LETTER- Closed doors evidence of nothing

"Tale of Woe: The Death of VQR's Kevin Morrissey" is compelling reading. It is also an example of journalistic malpractice.

The writer, Dave McNair, portrays Ted Genoways, the editor of the Virginia Quarterly Review, as a tyrant who abused his position of trust at the University of Virginia and drove one of his subordinates to suicide. The story grudgingly allows that these claims may not be true while struggling to prove the opposite. Yet the evidence produced to support the claims against Genoways is strikingly thin. 

The story amounts to this: The unsubstantiated claims of a distraught sister whose brother, everyone agrees, was troubled long before the events that may or may not have led to his suicide.
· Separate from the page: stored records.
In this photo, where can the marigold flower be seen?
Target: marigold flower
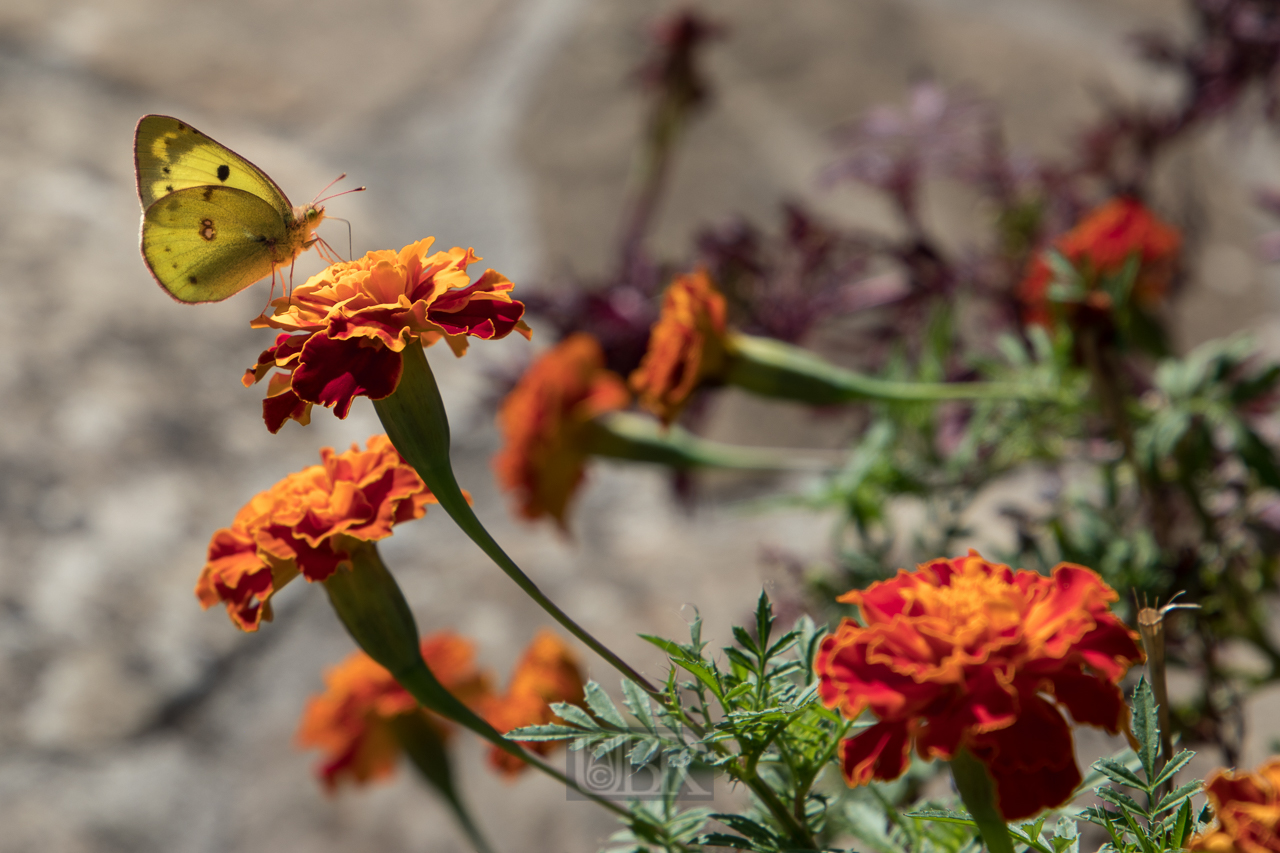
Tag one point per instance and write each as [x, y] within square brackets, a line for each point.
[964, 653]
[352, 721]
[309, 524]
[1101, 245]
[346, 328]
[548, 673]
[543, 422]
[686, 346]
[1247, 807]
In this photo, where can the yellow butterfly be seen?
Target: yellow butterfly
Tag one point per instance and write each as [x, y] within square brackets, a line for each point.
[213, 223]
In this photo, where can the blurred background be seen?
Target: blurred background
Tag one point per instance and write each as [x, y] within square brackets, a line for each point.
[129, 720]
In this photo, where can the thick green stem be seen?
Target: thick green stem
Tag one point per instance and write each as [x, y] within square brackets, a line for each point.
[978, 793]
[419, 428]
[424, 744]
[373, 609]
[776, 369]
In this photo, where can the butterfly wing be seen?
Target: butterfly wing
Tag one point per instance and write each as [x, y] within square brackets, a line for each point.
[205, 243]
[170, 155]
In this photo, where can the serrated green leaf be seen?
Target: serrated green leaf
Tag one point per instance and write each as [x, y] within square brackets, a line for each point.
[763, 619]
[1182, 792]
[638, 702]
[1182, 829]
[543, 733]
[1146, 726]
[602, 706]
[1119, 774]
[1174, 765]
[644, 751]
[944, 815]
[1127, 804]
[575, 715]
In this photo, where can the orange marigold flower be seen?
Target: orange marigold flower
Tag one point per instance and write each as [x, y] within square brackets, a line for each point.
[346, 328]
[1247, 810]
[1101, 245]
[309, 523]
[964, 653]
[686, 346]
[352, 721]
[543, 420]
[548, 673]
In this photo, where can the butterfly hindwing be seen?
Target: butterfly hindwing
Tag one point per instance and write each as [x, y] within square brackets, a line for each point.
[170, 155]
[208, 242]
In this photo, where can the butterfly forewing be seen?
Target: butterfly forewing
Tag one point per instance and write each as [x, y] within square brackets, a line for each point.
[170, 155]
[205, 243]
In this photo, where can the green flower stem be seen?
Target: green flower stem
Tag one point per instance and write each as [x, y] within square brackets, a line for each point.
[643, 439]
[419, 428]
[373, 609]
[775, 369]
[424, 746]
[978, 793]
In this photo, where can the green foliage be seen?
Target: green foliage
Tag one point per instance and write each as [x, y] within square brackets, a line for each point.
[1164, 820]
[752, 715]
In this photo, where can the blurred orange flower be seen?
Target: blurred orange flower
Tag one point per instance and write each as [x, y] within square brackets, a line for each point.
[1101, 245]
[543, 420]
[346, 328]
[1247, 807]
[309, 523]
[548, 673]
[686, 346]
[352, 720]
[964, 653]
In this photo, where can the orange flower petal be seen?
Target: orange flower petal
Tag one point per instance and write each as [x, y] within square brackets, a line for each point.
[542, 420]
[686, 346]
[346, 327]
[307, 524]
[963, 653]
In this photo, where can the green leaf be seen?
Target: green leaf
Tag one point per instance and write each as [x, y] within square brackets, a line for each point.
[575, 715]
[638, 702]
[1127, 804]
[602, 706]
[1174, 765]
[1182, 828]
[1146, 726]
[1119, 774]
[1180, 793]
[944, 815]
[745, 641]
[543, 733]
[763, 619]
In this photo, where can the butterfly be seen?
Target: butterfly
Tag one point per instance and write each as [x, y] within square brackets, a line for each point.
[213, 223]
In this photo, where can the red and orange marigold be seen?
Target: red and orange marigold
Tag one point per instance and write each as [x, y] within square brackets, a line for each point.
[353, 720]
[309, 524]
[344, 329]
[686, 346]
[964, 653]
[1247, 810]
[1101, 245]
[548, 673]
[543, 423]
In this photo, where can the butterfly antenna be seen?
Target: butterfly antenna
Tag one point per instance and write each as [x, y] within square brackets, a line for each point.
[319, 200]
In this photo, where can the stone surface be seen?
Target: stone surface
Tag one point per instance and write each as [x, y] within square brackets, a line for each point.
[132, 721]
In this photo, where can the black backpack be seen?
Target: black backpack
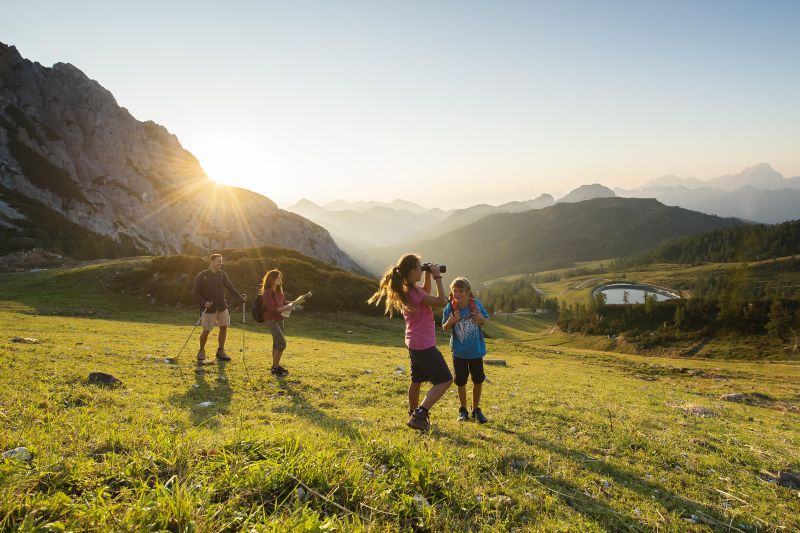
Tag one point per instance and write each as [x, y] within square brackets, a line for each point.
[257, 308]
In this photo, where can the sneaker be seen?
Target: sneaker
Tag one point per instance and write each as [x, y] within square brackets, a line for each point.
[201, 357]
[420, 420]
[278, 371]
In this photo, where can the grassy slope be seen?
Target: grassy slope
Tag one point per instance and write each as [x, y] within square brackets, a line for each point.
[578, 289]
[577, 440]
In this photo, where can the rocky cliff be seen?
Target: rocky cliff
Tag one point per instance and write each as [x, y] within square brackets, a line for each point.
[67, 145]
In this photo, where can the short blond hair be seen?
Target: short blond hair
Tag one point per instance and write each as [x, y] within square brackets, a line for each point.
[462, 283]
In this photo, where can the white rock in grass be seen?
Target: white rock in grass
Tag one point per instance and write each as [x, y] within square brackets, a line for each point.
[25, 340]
[20, 454]
[421, 500]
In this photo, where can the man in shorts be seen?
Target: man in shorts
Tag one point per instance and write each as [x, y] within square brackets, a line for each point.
[209, 292]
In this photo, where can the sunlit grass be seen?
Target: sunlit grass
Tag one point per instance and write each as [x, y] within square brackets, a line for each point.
[577, 439]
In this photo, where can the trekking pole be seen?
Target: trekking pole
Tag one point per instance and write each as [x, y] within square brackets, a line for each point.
[192, 333]
[177, 363]
[243, 328]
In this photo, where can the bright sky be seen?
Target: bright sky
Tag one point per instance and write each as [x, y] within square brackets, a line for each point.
[445, 103]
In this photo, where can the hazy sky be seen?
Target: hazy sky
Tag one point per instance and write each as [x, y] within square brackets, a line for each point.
[444, 103]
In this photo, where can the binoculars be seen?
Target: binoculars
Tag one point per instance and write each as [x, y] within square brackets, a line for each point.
[426, 267]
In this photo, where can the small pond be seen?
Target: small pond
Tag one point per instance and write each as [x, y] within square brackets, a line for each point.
[634, 293]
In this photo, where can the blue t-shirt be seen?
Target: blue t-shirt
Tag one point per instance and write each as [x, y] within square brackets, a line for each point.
[466, 337]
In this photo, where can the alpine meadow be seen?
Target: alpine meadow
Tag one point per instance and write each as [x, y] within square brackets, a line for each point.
[359, 267]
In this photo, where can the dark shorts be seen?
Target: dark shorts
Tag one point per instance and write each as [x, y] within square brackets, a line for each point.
[428, 365]
[278, 336]
[467, 367]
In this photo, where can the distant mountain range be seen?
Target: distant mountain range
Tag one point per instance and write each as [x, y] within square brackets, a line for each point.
[367, 229]
[557, 236]
[79, 175]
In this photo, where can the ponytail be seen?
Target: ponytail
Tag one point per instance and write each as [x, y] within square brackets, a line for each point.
[394, 286]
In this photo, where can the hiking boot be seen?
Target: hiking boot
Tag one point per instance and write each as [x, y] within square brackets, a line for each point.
[420, 420]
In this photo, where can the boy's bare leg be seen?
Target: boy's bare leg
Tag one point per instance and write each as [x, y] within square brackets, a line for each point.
[435, 393]
[462, 396]
[413, 395]
[476, 395]
[204, 338]
[223, 332]
[276, 358]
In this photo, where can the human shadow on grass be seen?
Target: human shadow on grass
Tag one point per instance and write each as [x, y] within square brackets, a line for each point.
[671, 501]
[201, 391]
[355, 329]
[300, 406]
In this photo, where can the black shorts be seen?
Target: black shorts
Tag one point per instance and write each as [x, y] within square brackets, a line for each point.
[466, 367]
[428, 365]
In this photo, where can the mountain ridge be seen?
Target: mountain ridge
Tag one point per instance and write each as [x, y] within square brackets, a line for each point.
[66, 143]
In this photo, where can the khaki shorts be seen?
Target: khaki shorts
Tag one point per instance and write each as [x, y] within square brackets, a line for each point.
[219, 318]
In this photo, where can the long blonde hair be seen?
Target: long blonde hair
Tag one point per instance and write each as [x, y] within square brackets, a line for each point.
[394, 284]
[269, 280]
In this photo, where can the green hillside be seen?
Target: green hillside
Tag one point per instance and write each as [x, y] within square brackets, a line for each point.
[576, 441]
[755, 242]
[166, 282]
[560, 235]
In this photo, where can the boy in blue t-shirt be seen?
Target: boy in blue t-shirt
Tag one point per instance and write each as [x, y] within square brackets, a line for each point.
[463, 317]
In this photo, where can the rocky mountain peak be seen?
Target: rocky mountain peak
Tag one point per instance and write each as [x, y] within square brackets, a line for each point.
[66, 143]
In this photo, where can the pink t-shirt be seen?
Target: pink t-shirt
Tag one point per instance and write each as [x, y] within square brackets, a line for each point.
[420, 329]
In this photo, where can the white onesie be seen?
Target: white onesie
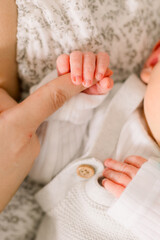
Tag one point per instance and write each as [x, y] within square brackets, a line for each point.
[79, 208]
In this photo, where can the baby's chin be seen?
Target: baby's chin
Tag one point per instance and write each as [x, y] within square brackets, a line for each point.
[145, 74]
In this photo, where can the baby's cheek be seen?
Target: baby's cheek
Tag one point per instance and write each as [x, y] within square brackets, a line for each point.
[63, 65]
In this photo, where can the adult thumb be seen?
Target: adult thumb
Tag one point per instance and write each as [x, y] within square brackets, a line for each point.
[46, 100]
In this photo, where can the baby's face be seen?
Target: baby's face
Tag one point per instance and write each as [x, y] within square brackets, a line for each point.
[151, 62]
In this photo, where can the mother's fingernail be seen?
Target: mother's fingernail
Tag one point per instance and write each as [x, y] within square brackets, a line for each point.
[99, 76]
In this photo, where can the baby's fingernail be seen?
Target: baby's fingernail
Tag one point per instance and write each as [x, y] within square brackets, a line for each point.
[99, 76]
[78, 79]
[109, 72]
[87, 83]
[103, 182]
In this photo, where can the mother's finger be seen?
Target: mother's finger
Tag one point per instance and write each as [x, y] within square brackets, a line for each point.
[6, 101]
[102, 87]
[102, 65]
[121, 167]
[46, 100]
[117, 177]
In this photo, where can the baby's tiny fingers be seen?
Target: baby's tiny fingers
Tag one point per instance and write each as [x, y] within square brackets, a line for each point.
[117, 177]
[136, 161]
[112, 187]
[102, 65]
[62, 64]
[121, 167]
[88, 68]
[102, 87]
[76, 62]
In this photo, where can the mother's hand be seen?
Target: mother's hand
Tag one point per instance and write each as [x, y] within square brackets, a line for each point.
[19, 145]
The opinion-mongering of a self-proclaimed expert on workplace bullying with no connection to the events described in the story. Questionable tales of closed-door meetings. Still more tales from the same sources, this time of raised voices, also behind closed doors (apparently closed doors give people in Charlottesville the willies). And most shocking of all, evidence that Genoways spent more money than his predecessor as editor of VQR. 

I have to give McNair credit for doing so much with so little, but writing down innuendo and rumor is not the same thing as reporting. Simply put, Ted Genoways has worked miracles with VQR. With limited resources, he has transformed the magazine into one of the most admired publications in the country. He deserves better from the UVA community-and especially from  his colleagues in journalism– than to have his reputation tarnished and his career threatened by hazy anecdotes and untamed speculation.